Twelve months after initiation of the program, 24 of 302 pharmacists (7.9%), 35 of 302 prescribers (11.6%), and 5 of 192 patients (2.6%) incorrectly reported that TIRFs can be prescribed to opioid-nontolerant patients, with similar levels of misunderstanding maintained in the subsequent reports. At 60 months, product-specific analyses of claims data indicated that between 34.6% and 55.4% of patients prescribed TIRFs were opioid-nontolerant. In the 48-month survey, 106 of 310 prescribers (34.2%) reported prescribing TIRFs for opioid-tolerant patients with chronic, noncancer pain; at 60 months, 54 of 302 prescribers (18.4%) and 148 of 310 patients (47.7%) erroneously reported that TIRFs were FDA-approved for such use. Over the 60-month period examined, there were few substantive changes made to the REMS to address evidence of high rates of off-label TIRF use, and, although the REMS program had a noncompliance plan, there was no report of prescribers being disenrolled for inappropriate prescribing.
In this review of FDA documents pertaining to the TIRF REMS, surveys of pharmacists, prescribers, and patients reflected generally high levels of knowledge regarding proper TIRF prescribing, yet some survey items as well as claims-based analyses indicated substantial rates of inappropriate TIRF use. Despite these findings, the FDA did not require substantive changes to the program.
仅用于缓解阿片类药物耐受患者爆发性癌痛的经黏膜快速释放芬太尼(TIRFs)受到美国食品和药物管理局(FDA)风险评估和缓解策略(REMS)的限制,以防止不当处方。
评估药剂师、处方者和患者对 TIRF 合理使用的知识评估;根据索赔数据描述赞助商评估,以确定 REMS 计划是否达到其目标;并描述 FDA 对 REMS 评估的反应。
设计、地点和参与者:通过信息自由法案请求获得的 4877 页 FDA 文件的定性分析,包括 6 份年度 REMS 评估报告(2012-2017 年)、FDA 对这些报告的评估以及 FDA-赞助商关于安全问题的通信。
REMS 计划旨在降低因使用 TIRFs 而产生的不良后果的风险,包括误用、滥用、成瘾和过量。
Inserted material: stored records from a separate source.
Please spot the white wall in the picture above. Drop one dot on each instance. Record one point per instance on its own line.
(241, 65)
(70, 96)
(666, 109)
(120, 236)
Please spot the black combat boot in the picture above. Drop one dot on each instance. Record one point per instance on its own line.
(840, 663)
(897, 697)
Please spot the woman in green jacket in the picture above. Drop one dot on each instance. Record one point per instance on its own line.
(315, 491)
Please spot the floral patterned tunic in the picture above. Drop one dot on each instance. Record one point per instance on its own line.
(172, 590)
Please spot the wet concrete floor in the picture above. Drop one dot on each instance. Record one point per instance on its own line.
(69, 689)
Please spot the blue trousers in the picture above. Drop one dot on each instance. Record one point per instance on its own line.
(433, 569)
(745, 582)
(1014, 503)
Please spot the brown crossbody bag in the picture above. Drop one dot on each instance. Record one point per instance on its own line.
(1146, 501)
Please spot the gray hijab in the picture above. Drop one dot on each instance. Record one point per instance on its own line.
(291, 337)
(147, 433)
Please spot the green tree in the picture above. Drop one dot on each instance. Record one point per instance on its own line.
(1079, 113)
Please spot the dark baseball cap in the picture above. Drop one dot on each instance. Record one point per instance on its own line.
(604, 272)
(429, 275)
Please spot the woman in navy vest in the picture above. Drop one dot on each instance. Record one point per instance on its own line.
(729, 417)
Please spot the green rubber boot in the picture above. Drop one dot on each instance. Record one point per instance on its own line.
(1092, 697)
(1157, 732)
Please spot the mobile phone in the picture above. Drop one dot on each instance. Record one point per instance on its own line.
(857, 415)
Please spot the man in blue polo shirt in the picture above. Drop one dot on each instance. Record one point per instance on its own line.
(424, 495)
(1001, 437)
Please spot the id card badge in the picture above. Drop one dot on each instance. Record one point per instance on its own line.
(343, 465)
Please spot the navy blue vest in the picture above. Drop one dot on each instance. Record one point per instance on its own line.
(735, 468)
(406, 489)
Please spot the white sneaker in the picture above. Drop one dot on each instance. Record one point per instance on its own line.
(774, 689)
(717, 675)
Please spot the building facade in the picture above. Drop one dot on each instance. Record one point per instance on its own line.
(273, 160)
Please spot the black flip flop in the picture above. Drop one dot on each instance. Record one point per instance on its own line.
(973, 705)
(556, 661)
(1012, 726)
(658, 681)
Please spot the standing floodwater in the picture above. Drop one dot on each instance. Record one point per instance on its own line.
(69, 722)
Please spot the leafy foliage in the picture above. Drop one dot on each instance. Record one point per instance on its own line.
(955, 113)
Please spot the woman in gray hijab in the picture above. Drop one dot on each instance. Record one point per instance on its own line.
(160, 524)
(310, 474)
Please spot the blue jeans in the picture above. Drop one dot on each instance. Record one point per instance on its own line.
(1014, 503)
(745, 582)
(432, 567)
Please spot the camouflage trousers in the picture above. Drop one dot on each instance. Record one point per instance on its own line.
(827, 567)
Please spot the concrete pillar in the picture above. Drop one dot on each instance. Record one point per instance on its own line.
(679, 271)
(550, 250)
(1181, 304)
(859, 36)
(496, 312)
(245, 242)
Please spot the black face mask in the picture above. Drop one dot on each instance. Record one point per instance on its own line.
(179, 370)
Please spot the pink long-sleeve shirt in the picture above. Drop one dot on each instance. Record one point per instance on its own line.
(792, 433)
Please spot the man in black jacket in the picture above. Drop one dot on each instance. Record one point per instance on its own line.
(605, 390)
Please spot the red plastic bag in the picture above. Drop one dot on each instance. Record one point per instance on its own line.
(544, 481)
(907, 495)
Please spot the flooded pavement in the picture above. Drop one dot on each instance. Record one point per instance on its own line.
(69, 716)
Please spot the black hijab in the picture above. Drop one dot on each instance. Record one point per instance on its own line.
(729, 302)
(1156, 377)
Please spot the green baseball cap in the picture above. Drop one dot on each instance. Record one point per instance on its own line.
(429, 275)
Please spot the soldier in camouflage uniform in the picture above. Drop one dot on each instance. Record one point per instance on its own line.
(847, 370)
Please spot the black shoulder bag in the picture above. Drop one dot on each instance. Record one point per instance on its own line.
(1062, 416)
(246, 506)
(1)药剂师、处方者和患者的知识评估;(2)调查和基于索赔的处方评估;(3)FDA 和 TIRF 赞助商的沟通;(4)REMS 计划的修改;(5)不遵守规定的处方者被除名。
计划启动后 12 个月,302 名药剂师中的 24 名(7.9%)、302 名处方者中的 35 名(11.6%)和 192 名患者中的 5 名(2.6%)错误地报告 TIRFs 可用于非阿片类药物耐受患者,随后的报告中也保持了类似的误解水平。在 60 个月时,对索赔数据的特定产品分析表明,接受 TIRF 处方的患者中有 34.6%至 55.4%为非阿片类药物耐受。在 48 个月的调查中,310 名处方者中的 106 名(34.2%)报告为阿片类药物耐受的慢性非癌痛患者开 TIRF;在 60 个月时,302 名处方者中的 54 名(18.4%)和 310 名患者中的 148 名(47.7%)错误地报告 TIRF 已获得此类用途的 FDA 批准。在检查的 60 个月期间,针对高比例的 TIRF 标签外使用证据,对 REMS 进行了很少的实质性更改,尽管 REMS 计划有不合规计划,但没有报告处方者因不当处方而被除名。
在对 FDA 与 TIRF REMS 相关文件的审查中,药剂师、处方者和患者的调查反映了对 TIRF 正确处方的普遍较高水平的知识,但一些调查项目和基于索赔的分析表明,TIRF 的使用存在大量不适当的情况。尽管有这些发现,FDA 并未要求对该计划进行实质性更改。